Several days before his death, Warhol made his final entry in his diary (via Pat Hackett):
Andy Warhol [Tuesday, February 17, 1987]:
"In the morning I was preparing myself for my appearance in the fashion show Benjamin coordinated at the Tunnel. They'd sent the clothes over and I look like Liberace in them... Then went over to the Tunnel and they gave us the best dressing room, but still it was absolutely freezing. I had all my makeup with me. Miles Davis was there and he has such delicate fingers... They did a $5,000 custom outfit for Miles with gold musical notes on it and everything, and they didn't do a thing for me, they were so mean... So I looked like the poor stepchild, and in the end they even (laughs) told me I walked too slow... When I got home I called Fred [Hughes] and explained that I was just too exhausted to go to the Fendi dinner, so when he called them to say I wouldn't be coming with him and that he'd bring a girl instead, they said don't bother, and they didn't want him without me.
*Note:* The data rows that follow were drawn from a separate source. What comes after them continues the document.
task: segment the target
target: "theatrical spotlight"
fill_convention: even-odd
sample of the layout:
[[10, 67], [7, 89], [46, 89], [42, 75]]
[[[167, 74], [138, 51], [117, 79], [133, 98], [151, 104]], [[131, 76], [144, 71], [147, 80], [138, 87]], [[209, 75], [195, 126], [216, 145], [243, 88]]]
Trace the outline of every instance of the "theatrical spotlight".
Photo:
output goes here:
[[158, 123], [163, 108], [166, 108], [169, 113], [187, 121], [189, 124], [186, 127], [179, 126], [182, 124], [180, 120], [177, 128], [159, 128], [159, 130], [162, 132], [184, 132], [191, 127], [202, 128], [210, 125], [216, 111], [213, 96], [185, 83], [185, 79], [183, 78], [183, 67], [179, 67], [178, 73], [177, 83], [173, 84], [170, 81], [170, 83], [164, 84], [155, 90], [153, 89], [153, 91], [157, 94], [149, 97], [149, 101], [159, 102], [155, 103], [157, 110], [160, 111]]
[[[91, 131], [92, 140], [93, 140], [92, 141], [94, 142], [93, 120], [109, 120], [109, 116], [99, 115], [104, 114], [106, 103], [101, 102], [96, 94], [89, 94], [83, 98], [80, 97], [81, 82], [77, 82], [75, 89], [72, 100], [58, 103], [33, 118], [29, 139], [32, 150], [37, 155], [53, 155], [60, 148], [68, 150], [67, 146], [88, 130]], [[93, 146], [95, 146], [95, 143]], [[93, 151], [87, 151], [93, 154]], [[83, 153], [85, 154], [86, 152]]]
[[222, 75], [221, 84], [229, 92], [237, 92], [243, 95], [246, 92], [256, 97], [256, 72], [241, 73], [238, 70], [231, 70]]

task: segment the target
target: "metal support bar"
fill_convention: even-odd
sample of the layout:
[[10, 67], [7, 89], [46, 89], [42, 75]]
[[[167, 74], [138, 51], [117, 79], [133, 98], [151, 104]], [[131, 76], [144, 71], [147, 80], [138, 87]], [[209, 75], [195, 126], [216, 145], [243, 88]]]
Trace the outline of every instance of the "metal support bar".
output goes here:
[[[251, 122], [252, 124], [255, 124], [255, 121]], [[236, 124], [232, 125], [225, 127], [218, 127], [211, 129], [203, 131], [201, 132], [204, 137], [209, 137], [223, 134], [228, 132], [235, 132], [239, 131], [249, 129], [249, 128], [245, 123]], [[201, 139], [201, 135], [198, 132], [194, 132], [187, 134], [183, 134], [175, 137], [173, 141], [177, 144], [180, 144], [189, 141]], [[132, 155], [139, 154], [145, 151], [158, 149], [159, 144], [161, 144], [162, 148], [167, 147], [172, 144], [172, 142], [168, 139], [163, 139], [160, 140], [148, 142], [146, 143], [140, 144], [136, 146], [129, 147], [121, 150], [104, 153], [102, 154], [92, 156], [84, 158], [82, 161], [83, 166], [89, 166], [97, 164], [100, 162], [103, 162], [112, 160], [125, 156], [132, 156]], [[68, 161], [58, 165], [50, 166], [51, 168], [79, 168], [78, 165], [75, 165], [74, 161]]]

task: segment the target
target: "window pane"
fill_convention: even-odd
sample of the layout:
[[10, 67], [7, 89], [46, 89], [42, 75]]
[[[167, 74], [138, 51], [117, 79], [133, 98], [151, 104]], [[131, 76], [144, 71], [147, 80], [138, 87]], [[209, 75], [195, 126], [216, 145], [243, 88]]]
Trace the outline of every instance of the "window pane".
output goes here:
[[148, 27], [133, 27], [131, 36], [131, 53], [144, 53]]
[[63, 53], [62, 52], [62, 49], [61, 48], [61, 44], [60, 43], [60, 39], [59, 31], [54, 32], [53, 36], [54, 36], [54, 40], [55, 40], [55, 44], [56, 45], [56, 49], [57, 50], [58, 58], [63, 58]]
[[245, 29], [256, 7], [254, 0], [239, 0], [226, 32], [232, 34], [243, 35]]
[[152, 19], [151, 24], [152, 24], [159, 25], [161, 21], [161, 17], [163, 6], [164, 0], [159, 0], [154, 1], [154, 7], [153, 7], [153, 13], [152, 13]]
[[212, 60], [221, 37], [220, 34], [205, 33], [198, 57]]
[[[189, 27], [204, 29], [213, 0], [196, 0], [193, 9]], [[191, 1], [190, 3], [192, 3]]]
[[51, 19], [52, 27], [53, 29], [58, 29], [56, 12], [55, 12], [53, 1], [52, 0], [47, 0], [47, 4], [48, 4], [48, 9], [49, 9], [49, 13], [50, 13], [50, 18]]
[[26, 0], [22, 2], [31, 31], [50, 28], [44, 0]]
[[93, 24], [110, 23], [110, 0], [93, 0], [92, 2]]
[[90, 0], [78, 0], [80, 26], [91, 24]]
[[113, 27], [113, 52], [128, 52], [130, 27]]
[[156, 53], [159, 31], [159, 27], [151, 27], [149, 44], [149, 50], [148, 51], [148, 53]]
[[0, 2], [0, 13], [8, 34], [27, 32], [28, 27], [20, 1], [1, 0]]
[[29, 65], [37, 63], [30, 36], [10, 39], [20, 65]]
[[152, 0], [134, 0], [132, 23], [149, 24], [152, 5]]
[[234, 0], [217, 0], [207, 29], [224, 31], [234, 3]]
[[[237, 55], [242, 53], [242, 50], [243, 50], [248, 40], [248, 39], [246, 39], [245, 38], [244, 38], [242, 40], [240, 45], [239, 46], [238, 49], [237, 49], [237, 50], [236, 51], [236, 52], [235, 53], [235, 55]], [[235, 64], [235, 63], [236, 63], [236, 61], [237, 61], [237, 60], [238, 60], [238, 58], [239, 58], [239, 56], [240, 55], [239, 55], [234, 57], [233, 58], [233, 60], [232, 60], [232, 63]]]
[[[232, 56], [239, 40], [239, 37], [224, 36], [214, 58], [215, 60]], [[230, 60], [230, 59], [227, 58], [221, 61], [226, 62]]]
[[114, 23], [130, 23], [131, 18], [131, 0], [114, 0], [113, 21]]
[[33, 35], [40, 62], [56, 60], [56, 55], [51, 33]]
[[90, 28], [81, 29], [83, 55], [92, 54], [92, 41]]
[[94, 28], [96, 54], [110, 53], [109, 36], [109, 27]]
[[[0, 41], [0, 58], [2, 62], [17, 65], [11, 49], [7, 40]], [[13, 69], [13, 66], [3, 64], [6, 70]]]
Got into bed and Wilfredo called and then Sam called and then I fell asleep. But I woke up at 6:30 and I couldn't get back to sleep, so I took some Valium and a Seconal and two aspirin, and I was sleeping so heavily that I didn't wake up when PH called at nine o'clock. And when I didn't answer she got scared because that had never happened before, so she called on the other line and Aurora answered in the kitchen, and PH made her come up to my bedroom to shake me but I wish she'd just let me sleep." (AWD806)
Andy Warhol was pronounced dead on Sunday morning, February 22, 1987, at 6:31 am. Coincidentally, it was also the birthday of Billy Name who had designed the original silver Factory.